Zu den Patienten zählen Frühgeborene mit speziellem Betreuungsbedarf, Mehrfachbehinderte und Epileptiker. Mehr als 2000 Kinder und Jugendliche aus Westbrandenburg sind gegenwärtig in Behandlung. „Angesichts der vielschichtigen Leiden arbeiten wir multifunktionell“, erläutert Kinderärztin Dreesmann. Dafür stünden 24 Mitarbeiter bereit, unter ihnen Fachärzte, Therapeuten und Sozialarbeiter.

Vier Zentren in Brandenburg

Brandenburg hat in Potsdam, Cottbus, Frankfurt (Oder) und Neuruppin Sozialpädiatrische Zentren (SPZ).

140 Einrichtungen gibt es bundesweit. Bayern zahlt am meisten (SPZ Uni München 599 Euro).

15500 Kinder werden jährlich in der Mark geboren, 4000 im Klinikbereich Potsdam.
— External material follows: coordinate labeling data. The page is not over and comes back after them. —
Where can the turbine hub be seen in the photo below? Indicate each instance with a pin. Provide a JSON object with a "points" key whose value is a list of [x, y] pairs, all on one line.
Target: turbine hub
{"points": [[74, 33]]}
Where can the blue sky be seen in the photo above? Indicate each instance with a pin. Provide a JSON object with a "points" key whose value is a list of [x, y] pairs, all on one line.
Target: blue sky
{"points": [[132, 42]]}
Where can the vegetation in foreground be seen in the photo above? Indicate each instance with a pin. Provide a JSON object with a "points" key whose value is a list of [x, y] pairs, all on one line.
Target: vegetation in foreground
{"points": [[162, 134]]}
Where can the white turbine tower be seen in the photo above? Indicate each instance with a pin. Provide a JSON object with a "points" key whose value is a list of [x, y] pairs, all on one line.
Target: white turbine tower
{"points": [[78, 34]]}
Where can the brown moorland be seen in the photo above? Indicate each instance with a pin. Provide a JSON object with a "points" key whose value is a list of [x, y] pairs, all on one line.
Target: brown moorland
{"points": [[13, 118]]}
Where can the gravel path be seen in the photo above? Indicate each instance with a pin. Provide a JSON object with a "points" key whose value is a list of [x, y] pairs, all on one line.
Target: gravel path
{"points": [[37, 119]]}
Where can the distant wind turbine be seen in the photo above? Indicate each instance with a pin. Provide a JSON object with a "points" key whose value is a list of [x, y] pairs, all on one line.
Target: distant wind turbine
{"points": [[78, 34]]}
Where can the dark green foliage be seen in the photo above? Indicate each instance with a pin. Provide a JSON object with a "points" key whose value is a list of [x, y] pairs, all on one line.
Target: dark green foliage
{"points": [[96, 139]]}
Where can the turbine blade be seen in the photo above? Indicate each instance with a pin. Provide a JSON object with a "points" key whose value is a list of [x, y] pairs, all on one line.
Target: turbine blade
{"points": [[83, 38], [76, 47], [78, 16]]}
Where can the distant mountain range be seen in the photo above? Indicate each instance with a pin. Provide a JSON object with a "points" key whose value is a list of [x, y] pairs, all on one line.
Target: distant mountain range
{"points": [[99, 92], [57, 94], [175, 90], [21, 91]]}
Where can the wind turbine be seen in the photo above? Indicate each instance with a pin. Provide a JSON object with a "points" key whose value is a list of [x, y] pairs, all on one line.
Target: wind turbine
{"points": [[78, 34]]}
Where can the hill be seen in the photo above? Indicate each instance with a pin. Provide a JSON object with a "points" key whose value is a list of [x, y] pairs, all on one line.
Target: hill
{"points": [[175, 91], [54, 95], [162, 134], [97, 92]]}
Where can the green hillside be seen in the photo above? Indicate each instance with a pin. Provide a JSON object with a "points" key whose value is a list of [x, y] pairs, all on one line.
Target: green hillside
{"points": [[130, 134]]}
Laut Michael Radke, seit 19 Jahren Chef der Kinderklinik, sind etwa zehn Prozent der Kinder „Fälle für das SPZ“.

Mit den von den Krankenkassen bereitgestellten Pauschalen ist der hohe Standard aus Sicht von Chefarzt Radke nicht zu finanzieren. Die Kassen überweisen für das SPZ derzeit pro Quartal und Kind 259 Euro. Brandenburg gehört bei der Finanzierung der Betreuungszentren laut Radke bundesweit zu den Schlusslichtern. Berlin zahlt pro Kind bis zu 446 Euro. Mindestens 420 Euro benötige Potsdam, um das Behandlungsangebot aufrechtzuerhalten, sagt der Klinikchef. Das hatten die Krankenkassen abgelehnt und 310 Euro angeboten. „Wir haben dieses unwürdiges Gefeilsche satt. Sind Brandenburger Kinder weniger wert als Berliner?“, so Radke.

Gabriele Rähse, Sprecherin der AOK Nordost und der Krankenkassen, weist die Vorwürfe zurück. Das SPZ Potsdam habe für den geforderten Zuschlag von 65 Prozent keine Kostensteigerung nachweisen können. Die Kassen seien aber weiterhin gesprächsbereit.